Negli anni successivi vi sarà poi, sulle pagine del quotidiano di Scalfari, la mitizzazione di Achille Occhetto, il sostegno pieno alla “Bolognina” e alla trasformazione del PCI in PDS.Dalla fase propedeutica alla “Bolognina”, alla “Bolognina” stessa sino alla fine del PCI, Occhetto e i suoi uomini sono ogni giorno sulle prime pagine de “la Repubblica”. Si passa – innanzitutto tramite le affermazione di Occhetto, il guru costruito da Scalfari – dalla condanna della Rivoluzione d’Ottobre sino alla stessa condanna della “violenza giacobina” e dunque della Rivoluzione Francese. Lo stesso, XX° ed ultimo Congresso del PCI, 31 gennaio 1991, vede “la Repubblica” svolgere il ruolo di “voce” pubblica e di sostegno politico-ideologico della trasformazione del PCI in PDS. Scalfari aveva portato a termine il compito che la borghesia italiana gli aveva assegnato e per ottenere il quale gli aveva consegnato una fortuna economica da investire in strutture, propaganda e grandissimi giornalisti dagli stipendi dorati.

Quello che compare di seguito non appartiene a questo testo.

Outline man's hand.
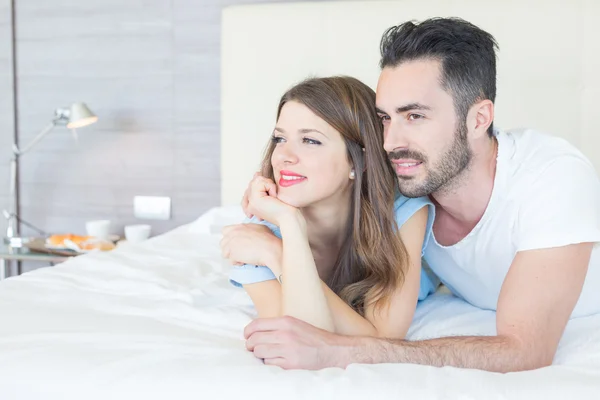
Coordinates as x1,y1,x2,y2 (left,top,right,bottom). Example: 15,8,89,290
245,243,592,372
244,316,352,370
242,172,262,218
221,224,282,273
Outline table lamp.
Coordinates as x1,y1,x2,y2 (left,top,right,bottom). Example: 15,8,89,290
3,103,98,247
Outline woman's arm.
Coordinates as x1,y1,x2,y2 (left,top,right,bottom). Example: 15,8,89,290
244,207,428,339
244,211,336,332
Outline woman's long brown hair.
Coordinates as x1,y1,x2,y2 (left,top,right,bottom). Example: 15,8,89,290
262,76,408,315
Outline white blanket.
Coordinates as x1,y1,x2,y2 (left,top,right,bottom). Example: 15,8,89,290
0,208,600,400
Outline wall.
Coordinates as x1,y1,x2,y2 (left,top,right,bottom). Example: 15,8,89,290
0,0,328,241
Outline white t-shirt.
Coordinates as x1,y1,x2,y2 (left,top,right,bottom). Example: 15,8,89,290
424,130,600,317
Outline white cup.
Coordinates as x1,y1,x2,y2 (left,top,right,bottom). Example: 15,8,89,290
85,219,110,239
125,225,151,243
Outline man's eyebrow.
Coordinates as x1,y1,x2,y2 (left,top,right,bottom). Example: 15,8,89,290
375,103,431,115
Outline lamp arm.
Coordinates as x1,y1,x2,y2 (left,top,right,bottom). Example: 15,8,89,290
13,120,57,158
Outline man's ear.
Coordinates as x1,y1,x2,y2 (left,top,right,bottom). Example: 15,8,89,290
467,100,494,138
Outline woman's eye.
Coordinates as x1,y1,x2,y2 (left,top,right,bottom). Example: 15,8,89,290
302,138,321,144
408,114,424,121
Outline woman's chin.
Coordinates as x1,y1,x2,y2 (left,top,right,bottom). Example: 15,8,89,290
277,189,306,208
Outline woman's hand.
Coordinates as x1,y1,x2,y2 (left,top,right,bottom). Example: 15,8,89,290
247,176,298,226
221,224,282,275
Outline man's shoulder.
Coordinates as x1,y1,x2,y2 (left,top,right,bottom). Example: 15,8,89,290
499,129,596,183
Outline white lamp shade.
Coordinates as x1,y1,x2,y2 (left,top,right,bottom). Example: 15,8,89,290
67,103,98,129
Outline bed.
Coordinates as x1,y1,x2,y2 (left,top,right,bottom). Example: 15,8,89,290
0,1,600,400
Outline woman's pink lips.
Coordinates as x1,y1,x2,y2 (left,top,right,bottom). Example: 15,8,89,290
279,170,306,187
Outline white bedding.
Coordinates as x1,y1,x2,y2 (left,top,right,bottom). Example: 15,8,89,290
0,207,600,400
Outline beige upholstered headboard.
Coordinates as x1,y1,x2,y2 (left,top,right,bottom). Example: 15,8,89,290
221,0,600,205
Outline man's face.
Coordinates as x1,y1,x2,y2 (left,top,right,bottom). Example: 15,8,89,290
377,60,472,197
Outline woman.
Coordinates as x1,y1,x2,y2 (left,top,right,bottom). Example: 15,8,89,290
221,77,435,338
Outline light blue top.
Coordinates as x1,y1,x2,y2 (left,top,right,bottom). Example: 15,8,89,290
229,196,440,300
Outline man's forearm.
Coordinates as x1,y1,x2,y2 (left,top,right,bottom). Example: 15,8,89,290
346,336,551,372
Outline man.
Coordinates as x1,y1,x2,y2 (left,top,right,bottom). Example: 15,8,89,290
240,19,600,372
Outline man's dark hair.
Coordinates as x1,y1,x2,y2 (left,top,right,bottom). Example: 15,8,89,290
380,18,498,135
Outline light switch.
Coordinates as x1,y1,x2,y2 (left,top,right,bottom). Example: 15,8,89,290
133,196,171,220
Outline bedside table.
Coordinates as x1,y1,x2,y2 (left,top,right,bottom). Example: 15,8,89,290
0,244,75,280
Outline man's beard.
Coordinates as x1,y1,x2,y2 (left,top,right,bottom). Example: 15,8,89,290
389,122,473,197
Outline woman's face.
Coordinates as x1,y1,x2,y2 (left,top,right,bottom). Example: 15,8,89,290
271,101,352,208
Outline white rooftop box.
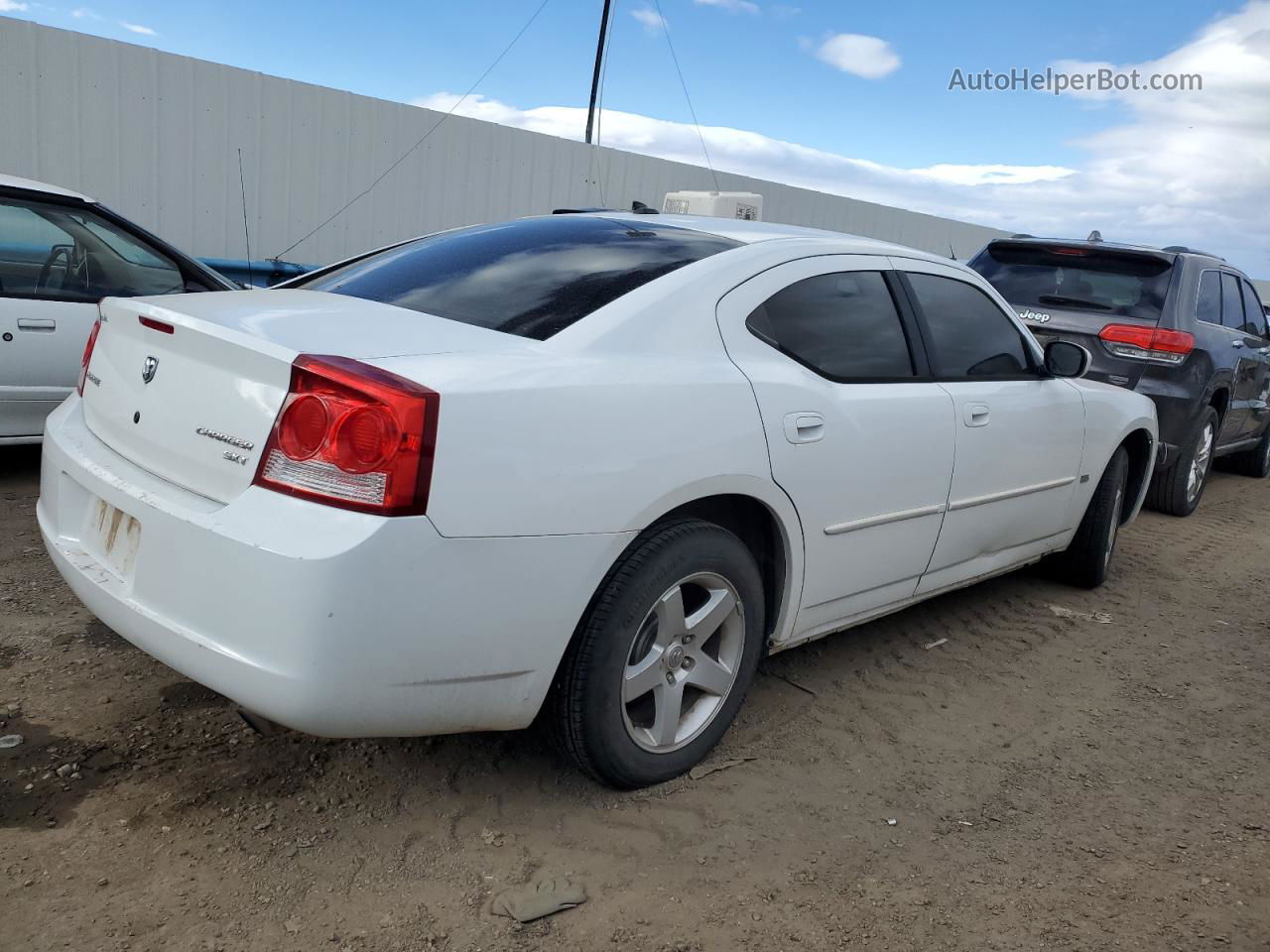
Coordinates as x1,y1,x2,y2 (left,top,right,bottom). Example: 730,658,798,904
662,191,763,221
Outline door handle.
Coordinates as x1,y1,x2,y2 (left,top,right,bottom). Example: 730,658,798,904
785,413,825,443
961,404,992,426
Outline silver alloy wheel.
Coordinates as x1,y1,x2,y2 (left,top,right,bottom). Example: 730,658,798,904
622,572,745,754
1187,422,1212,503
1102,489,1124,568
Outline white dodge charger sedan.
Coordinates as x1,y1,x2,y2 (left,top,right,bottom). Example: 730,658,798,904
38,213,1156,787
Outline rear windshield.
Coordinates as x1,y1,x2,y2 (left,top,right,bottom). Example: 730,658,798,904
289,214,738,340
970,244,1172,321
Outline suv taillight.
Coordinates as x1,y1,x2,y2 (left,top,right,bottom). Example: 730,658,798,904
71,321,101,396
255,354,441,516
1098,323,1195,366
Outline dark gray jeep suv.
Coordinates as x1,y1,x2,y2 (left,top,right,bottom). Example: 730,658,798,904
970,242,1270,516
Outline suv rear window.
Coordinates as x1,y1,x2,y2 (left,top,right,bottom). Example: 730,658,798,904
289,214,739,340
970,242,1174,321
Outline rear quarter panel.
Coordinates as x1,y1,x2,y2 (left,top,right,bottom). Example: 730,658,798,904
376,345,775,536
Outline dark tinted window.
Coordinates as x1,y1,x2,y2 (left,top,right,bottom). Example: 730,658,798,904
290,214,736,340
908,274,1034,377
970,242,1174,321
1195,272,1221,323
745,272,913,380
1239,281,1266,337
0,198,186,302
1221,272,1243,330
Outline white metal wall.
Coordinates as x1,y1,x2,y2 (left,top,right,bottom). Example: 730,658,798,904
0,17,1002,264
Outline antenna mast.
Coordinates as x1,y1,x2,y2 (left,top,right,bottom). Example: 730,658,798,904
586,0,612,146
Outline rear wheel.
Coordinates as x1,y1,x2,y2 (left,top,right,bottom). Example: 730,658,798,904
550,520,765,788
1147,407,1219,516
1054,447,1129,589
1228,426,1270,480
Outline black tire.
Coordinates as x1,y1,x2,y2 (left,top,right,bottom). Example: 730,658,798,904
1147,407,1220,516
1054,447,1131,589
545,520,766,789
1225,426,1270,480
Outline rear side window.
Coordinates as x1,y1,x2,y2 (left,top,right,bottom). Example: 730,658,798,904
970,242,1174,321
1221,272,1243,330
1239,281,1266,337
1195,272,1221,323
289,214,738,340
908,274,1035,377
745,272,913,381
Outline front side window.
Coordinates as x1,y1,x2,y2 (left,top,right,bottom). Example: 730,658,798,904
1221,272,1243,330
287,214,738,340
0,198,186,302
908,274,1035,377
1239,281,1266,337
745,272,913,381
1195,272,1221,323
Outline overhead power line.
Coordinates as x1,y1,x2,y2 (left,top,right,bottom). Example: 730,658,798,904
273,0,552,260
653,0,722,191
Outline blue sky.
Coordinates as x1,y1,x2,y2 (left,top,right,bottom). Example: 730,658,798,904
0,0,1270,274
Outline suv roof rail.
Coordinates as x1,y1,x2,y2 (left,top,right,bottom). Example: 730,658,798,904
1160,245,1225,262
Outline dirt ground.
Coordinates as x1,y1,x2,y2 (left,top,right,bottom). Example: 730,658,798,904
0,449,1270,952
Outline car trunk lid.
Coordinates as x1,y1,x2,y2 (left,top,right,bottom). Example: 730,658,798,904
83,291,534,503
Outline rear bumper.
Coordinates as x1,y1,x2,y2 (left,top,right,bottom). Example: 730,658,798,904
37,399,631,736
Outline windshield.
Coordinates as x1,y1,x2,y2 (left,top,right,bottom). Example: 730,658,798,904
289,214,738,340
970,242,1172,321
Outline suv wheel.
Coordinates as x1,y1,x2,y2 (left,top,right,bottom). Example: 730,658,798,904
1147,407,1219,516
550,520,765,788
1229,426,1270,480
1053,447,1129,589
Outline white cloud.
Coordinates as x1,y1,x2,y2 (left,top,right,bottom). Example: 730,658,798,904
693,0,759,14
416,0,1270,278
631,6,671,33
414,92,1075,201
816,33,899,78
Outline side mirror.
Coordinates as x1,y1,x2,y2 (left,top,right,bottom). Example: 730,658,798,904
1045,340,1089,377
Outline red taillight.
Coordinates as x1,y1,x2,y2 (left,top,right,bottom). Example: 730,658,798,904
255,354,441,516
1098,323,1195,364
137,313,177,334
75,321,101,396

Abbiamo solo ricordato il ruolo storico di Scalfari nell’assassinare il PCI e aprire così, nel nostro Paese, la fase della controrivoluzione “berlusconiana” e populista, che ancora dura. Il ruolo giocato da “la Repubblica” toglie ai dirigenti che guidarono la mutazione genetica e poi lo scioglimento del PCI le loro responsabilità? No, esse rimangono e sono politicamente e socialmente pesantissime, imperdonabili e drammatiche, per come il movimento operaio complessivo italiano ha visto peggiorare di molto le proprie condizioni concrete di vita dopo la scomparsa del PCI. Vogliamo solo rimarcare che se oggi l’intera area dell'”intellettualità” borghese italiana (dagli intellettuali tout-court ai giornalisti, per giungere all’intera classe politica governativa e no) fa il panegirico per Scalfari, un motivo c’è: egli è giustamente vissuto come l’uomo che ha aiutato con violenza il PCI a suicidarsi.